Oxygen Therapy for Intracranial Hemorrhage

Scritto il 24/02/2026
da Qiqi Shi

CNS Neurosci Ther. 2026 Feb;32(2):e70806. doi: 10.1002/cns.70806.

ABSTRACT

AIMS: Intracranial hemorrhage (ICH) is a severe cerebrovascular disease with a high mortality rate that impairs patient well-being and quality of life. Oxygen therapies, including hyperbaric hyperoxia (HBO) and normobaric hyperoxia (NBO), have attracted widespread attention as potential adjuvant treatments because of their neuroprotective effects. This review aimed to summarize the current literature addressing the neuroprotective mechanisms of oxygen therapy in ICH, as well as its effectiveness and safety in patients with ICH.
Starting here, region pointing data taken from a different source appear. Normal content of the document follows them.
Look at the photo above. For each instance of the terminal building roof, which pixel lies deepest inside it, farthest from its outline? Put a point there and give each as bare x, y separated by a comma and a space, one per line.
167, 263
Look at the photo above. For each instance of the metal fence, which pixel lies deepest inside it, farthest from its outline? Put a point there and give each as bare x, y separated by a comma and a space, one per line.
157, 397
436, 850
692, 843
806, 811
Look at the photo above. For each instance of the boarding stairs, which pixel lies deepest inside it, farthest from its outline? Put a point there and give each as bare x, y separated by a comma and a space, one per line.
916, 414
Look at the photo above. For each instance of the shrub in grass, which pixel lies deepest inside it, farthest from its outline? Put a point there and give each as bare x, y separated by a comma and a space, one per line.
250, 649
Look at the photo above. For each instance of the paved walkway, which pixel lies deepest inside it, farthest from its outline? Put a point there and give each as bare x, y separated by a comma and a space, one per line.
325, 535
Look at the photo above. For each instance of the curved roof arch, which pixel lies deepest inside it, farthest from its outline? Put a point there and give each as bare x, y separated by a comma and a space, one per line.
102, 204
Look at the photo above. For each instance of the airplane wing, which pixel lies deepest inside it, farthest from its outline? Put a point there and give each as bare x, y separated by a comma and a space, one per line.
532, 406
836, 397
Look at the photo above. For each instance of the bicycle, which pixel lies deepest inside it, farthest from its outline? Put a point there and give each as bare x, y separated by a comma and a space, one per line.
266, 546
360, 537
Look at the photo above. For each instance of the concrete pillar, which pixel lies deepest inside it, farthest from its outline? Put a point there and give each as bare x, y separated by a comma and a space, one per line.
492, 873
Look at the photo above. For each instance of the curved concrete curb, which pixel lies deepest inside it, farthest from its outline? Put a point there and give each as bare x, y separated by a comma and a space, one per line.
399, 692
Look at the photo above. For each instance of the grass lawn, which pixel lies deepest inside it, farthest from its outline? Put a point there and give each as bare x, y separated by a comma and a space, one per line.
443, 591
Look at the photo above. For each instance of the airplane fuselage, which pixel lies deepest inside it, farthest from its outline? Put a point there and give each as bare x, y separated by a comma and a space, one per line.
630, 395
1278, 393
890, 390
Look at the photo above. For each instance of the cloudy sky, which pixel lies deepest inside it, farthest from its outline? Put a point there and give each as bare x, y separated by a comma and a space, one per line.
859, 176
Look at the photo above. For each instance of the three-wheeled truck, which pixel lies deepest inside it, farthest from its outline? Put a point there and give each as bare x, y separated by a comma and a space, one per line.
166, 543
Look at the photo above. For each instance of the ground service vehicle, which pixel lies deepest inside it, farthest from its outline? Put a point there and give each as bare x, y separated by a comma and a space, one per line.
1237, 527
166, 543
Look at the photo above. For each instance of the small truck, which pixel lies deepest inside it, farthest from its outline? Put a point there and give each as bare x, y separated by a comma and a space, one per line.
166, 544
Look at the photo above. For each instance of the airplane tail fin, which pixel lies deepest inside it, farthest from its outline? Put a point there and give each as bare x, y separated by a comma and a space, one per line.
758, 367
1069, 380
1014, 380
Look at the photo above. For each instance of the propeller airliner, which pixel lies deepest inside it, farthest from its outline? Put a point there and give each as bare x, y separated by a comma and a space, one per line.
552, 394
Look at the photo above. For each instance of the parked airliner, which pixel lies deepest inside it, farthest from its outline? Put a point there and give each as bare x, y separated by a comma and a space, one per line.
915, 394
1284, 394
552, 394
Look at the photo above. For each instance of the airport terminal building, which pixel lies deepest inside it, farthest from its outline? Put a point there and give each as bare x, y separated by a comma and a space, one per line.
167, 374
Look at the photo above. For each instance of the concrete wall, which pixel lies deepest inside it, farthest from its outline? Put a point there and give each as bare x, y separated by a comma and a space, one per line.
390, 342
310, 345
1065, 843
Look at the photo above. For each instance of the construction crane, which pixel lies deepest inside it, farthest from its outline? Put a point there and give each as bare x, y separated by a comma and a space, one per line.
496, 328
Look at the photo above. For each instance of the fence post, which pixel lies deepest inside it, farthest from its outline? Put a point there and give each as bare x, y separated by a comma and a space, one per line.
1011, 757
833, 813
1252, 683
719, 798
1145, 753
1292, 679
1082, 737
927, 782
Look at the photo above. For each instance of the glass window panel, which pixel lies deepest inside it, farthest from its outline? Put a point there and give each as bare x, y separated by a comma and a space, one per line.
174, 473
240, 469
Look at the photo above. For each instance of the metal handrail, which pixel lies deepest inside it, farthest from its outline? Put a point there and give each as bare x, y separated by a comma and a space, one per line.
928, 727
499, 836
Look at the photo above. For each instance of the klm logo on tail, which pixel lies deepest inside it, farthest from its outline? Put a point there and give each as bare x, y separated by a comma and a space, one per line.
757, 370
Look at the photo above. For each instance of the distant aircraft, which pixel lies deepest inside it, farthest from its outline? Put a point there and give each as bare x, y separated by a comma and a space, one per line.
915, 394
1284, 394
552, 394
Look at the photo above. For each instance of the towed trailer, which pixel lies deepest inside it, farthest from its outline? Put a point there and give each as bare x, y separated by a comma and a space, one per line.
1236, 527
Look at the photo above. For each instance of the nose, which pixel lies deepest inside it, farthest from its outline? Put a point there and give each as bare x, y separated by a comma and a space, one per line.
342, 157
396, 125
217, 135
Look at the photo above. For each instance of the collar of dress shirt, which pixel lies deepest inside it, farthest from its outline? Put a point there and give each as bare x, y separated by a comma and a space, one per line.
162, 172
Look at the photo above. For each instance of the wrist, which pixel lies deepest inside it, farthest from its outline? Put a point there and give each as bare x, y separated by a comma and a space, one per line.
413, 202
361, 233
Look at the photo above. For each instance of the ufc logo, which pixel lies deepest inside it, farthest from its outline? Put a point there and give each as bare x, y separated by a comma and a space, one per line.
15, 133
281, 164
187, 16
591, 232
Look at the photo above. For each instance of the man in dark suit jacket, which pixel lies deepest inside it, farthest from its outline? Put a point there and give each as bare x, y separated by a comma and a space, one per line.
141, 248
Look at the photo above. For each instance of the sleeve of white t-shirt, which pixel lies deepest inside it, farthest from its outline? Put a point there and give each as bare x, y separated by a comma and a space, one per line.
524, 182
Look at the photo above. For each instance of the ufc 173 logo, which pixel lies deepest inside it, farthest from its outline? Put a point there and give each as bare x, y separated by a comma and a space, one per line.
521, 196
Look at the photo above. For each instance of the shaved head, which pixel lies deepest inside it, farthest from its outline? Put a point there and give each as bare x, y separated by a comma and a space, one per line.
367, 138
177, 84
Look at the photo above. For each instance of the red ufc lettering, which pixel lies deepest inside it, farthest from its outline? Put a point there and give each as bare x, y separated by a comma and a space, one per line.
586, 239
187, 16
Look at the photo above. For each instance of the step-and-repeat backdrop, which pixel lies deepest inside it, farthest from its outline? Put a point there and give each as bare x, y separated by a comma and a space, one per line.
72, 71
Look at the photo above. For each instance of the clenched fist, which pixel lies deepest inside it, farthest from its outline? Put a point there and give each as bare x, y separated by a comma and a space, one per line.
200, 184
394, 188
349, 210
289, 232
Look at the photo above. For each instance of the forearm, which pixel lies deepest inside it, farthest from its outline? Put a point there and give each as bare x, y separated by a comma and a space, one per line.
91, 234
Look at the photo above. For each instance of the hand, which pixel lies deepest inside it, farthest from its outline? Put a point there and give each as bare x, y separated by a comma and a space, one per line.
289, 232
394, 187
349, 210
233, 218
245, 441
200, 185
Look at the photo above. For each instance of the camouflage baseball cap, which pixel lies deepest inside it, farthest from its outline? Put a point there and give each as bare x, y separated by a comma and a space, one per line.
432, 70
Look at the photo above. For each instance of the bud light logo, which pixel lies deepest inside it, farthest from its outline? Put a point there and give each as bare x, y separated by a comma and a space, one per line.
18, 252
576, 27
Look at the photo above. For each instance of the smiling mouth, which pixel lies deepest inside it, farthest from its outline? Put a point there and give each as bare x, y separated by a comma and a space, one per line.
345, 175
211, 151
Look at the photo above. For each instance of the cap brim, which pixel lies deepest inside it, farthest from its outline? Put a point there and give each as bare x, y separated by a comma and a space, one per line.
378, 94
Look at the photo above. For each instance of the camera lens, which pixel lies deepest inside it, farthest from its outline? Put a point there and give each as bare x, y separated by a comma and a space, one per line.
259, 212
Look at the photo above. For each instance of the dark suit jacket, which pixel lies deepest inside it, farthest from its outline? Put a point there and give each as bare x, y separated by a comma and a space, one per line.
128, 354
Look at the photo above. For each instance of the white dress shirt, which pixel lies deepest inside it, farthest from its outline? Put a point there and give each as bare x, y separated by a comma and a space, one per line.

METHODS: We systematically searched multiple literature databases including PubMed, Embase, and Cochrane for publications containing specified keywords and published prior to November 2025. The references were thoroughly reviewed to identify other articles that may have been missed in our search.

RESULTS: A total of 38 articles were included in this study. Among them, 20 mainly studied the mechanism of oxygen therapy after ICH, eight mainly investigated the effects of oxygen therapy in patients with ICH, and 10 primarily analyzed the safety of oxygen therapy in patients with ICH. The experimental results showed that the treatment mechanism of HBO mainly involves reducing cerebral vasospasm, promoting angiogenesis, inhibiting inflammatory responses, and improving aerobic energy metabolism, whereas NBO mainly protects the blood-brain barrier (BBB), reduces cerebral edema and hemispheric swelling, mitigates acute inflammation, inhibits oxidative stress and neuronal cell death, and enhances aerobic metabolism. Clinical trials have shown that oxygen therapy can improve neurological function recovery and long-term prognosis in patients with ICH, as reflected by better scores in some indicators and lower mortality rates; however, oxygen therapy also has controversial and potential risks. Excessive oxygen supply may lead to adverse reactions, and hyperoxia may negatively impact patients with ICH. An appropriate treatment plan should be formulated for the clinical application of oxygen therapy.

CONCLUSION: Oxygen therapy shows potential in ICH treatment through multiple mechanisms; however, its safety and optimal regimen require further large-scale randomized controlled trials to balance the benefits and risks and optimize its application strategies.